Fig. 2: Feature analysis of unsupervised clusters generated with HDBSCAN demonstrates resolution of distinct subcellular functional compartments in each dataset.
figure 2

HDBSCAN clusters were highlighted on t-SNE projections for (i) T. brucei BSF, (ii) T. brucei PCF, (iii) T. congolense BSF and (iv) T. congolense PCF. Significantly represented GO CC terms in each cluster are displayed in the legend associated with each t-SNE projection (N.S. = not significant, with no significantly represented terms). The proportional representation of predicted single or multiple TM domains among proteins in each cluster is displayed below each cluster name in the associated legend.

Machine-learning methods classify thousands of proteins per cell type to subcellular locations

The spatial proteomes were next characterised using semi-supervised machine learning approaches. Various methods have been developed for use with LOPIT data to classify unlabelled proteins to a set of compartments to define the spatial proteome25,26,27. Here this was performed using the TAGM (t-augmented Gaussian mixture) model with the TAGM-MAP (maximum a posteriori) method. This computes the probability of a protein belonging to one of the pre-defined subcellular compartments and an outlier component, which can be used for the basis of protein classification. To conduct this analysis, marker proteins collectively representing the compartments of the cell were first required.

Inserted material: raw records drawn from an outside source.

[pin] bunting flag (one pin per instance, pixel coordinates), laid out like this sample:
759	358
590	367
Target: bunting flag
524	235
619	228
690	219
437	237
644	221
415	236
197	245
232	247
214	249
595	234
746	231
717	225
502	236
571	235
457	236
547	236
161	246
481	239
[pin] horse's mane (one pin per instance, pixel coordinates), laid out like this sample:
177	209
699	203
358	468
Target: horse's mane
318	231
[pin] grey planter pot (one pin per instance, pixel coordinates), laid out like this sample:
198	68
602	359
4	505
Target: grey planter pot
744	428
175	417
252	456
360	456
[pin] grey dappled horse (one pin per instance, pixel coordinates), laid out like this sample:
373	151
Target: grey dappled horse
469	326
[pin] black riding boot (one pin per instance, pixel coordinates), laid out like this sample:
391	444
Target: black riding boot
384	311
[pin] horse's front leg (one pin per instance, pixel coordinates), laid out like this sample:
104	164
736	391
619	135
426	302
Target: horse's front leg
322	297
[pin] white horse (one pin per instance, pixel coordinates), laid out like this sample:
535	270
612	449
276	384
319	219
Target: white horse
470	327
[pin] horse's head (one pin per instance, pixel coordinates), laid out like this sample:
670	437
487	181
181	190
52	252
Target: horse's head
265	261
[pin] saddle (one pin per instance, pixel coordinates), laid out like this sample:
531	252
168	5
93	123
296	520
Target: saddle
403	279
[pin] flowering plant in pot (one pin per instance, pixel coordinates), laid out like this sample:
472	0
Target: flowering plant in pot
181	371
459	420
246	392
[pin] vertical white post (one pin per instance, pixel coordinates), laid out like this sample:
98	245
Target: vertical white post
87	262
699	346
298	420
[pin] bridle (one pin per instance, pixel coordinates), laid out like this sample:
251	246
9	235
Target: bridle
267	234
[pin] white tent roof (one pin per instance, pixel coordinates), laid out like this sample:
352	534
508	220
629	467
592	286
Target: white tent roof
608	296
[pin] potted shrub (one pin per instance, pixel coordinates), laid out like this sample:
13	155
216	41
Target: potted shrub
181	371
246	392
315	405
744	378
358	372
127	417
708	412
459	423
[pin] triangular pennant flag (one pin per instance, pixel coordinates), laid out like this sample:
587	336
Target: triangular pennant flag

T. brucei markers were selected based on a literature review and GO CC annotation, and guided by the HDBSCAN clustering, with exclusion of outlier proteins or those differentially localised between BSF and PCF (Supplementary Fig. 5A and Supplementary Data 5). T. congolense is less well studied so this approach was not feasible. Instead, an initial marker set was developed based on orthologs of T. brucei markers or TAGM-MAP allocations and guided by HDBSCAN clustering. As differences between T. brucei and T. congolense could result in unrepresented but resolved biological niches, the semi-supervised Bayesian method, Novelty TAGM, was also performed using this initial marker set (Supplementary Data 5-6)46. This algorithm enables discovery of unlabelled compartments in addition to allocating proteins to defined compartments. The resulting allocations were used to define separately resolved compartments in T. congolense and guide expansion of markers in existing compartments (Supplementary Fig. 6A). A total of 891 T. brucei marker proteins were selected, with 852 and 849 proteins representing 20 distinct subcellular niches in the BSF and PCF, respectively (Supplementary Fig. 5B, C, Table 1 and Supplementary Data 5 and 7). For T. congolense, a total of 734 marker proteins were selected, with 719 and 713 proteins representing 23 and 19 distinct subcellular niches in BSFs and PCFs, respectively (Supplementary Fig. 6B, C, Table 1 and Supplementary Data 5 and 7).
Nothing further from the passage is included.